Let EF be produced in both directions to the points G , H , let the centre K of the circle ABC be taken [[III. 1](elem.3.1)], and let the straight line KB be drawn across at random; on the straight line KB , and at the point K on it, let the angle BKA be constructed equal to the angle DEG , and the angle BKC equal to the angle DFH ; [[I. 23](elem.1.23)] and through the points A , B , C let LAM , MBN , NCL be drawn touching the circle ABC . [[III. 16, Por.](elem.3.16.p.1)]

Now, since LM , MN , NL touch the circle ABC at the points A , B , C , and KA , KB , KC have been joined from the centre K to the points A , B , C , therefore the angles at the points A , B , C are right. [[III. 18](elem.3.18)]

And, since the four angles of the quadrilateral AMBK are equal to four right angles, inasmuch as AMBK is in fact divisible into two triangles, and the angles KAM , KBM are right,
therefore the remaining angles AKB , AMB are equal to two right angles.
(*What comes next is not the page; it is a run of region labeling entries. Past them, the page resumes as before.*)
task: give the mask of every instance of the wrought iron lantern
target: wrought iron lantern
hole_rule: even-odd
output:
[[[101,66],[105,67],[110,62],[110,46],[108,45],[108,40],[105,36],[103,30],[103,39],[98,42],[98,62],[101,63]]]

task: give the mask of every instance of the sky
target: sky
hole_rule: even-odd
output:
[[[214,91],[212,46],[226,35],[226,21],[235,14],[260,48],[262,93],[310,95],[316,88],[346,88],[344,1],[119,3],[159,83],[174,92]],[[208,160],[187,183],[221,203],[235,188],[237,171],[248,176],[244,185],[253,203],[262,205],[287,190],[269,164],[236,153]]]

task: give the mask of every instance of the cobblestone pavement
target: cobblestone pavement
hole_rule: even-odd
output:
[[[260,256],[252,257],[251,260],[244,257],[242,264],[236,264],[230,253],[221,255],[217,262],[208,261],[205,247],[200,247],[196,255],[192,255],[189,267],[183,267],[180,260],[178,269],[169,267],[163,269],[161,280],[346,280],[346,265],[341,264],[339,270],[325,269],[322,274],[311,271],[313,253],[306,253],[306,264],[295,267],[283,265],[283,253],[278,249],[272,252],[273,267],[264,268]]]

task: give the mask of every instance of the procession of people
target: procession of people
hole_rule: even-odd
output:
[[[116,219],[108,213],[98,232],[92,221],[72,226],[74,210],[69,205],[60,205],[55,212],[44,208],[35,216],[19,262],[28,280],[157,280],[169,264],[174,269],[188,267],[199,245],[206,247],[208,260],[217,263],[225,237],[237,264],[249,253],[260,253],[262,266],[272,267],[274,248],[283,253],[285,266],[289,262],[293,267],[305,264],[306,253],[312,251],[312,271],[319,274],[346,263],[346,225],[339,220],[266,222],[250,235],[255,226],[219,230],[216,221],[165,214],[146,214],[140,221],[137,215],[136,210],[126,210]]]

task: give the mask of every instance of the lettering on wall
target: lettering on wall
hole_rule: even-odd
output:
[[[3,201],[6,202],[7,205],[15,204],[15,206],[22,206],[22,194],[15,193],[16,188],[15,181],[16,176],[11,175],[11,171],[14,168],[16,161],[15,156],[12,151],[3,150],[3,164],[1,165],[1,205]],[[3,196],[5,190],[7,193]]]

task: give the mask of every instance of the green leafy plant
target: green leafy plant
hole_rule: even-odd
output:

But the angles DEG , DEF are also equal to two right angles; [[I. 13](elem.1.13)] therefore the angles AKB , AMB are equal to the angles DEG , DEF , of which the angle AKB is equal to the angle DEG ; therefore the angle AMB which remains is equal to the angle DEF which remains.

Similarly it can be proved that the angle LNB is also equal to the angle DFE ; therefore the remaining angle MLN is equal to the angle EDF . [[I. 32](elem.1.32)]

Therefore the triangle LMN is equiangular with the triangle DEF ; and it has been circumscribed about the circle ABC .

Therefore about a given circle there has been circumscribed a triangle equiangular with the given triangle. Q. E. F.

at random, literally as it may chance,

ὡς ἕτυχεν . The same expression is used in [III. 1](elem.3.1) and commonly.

is in fact divisible, καὶ διαιρεῖται , literally is actually divided.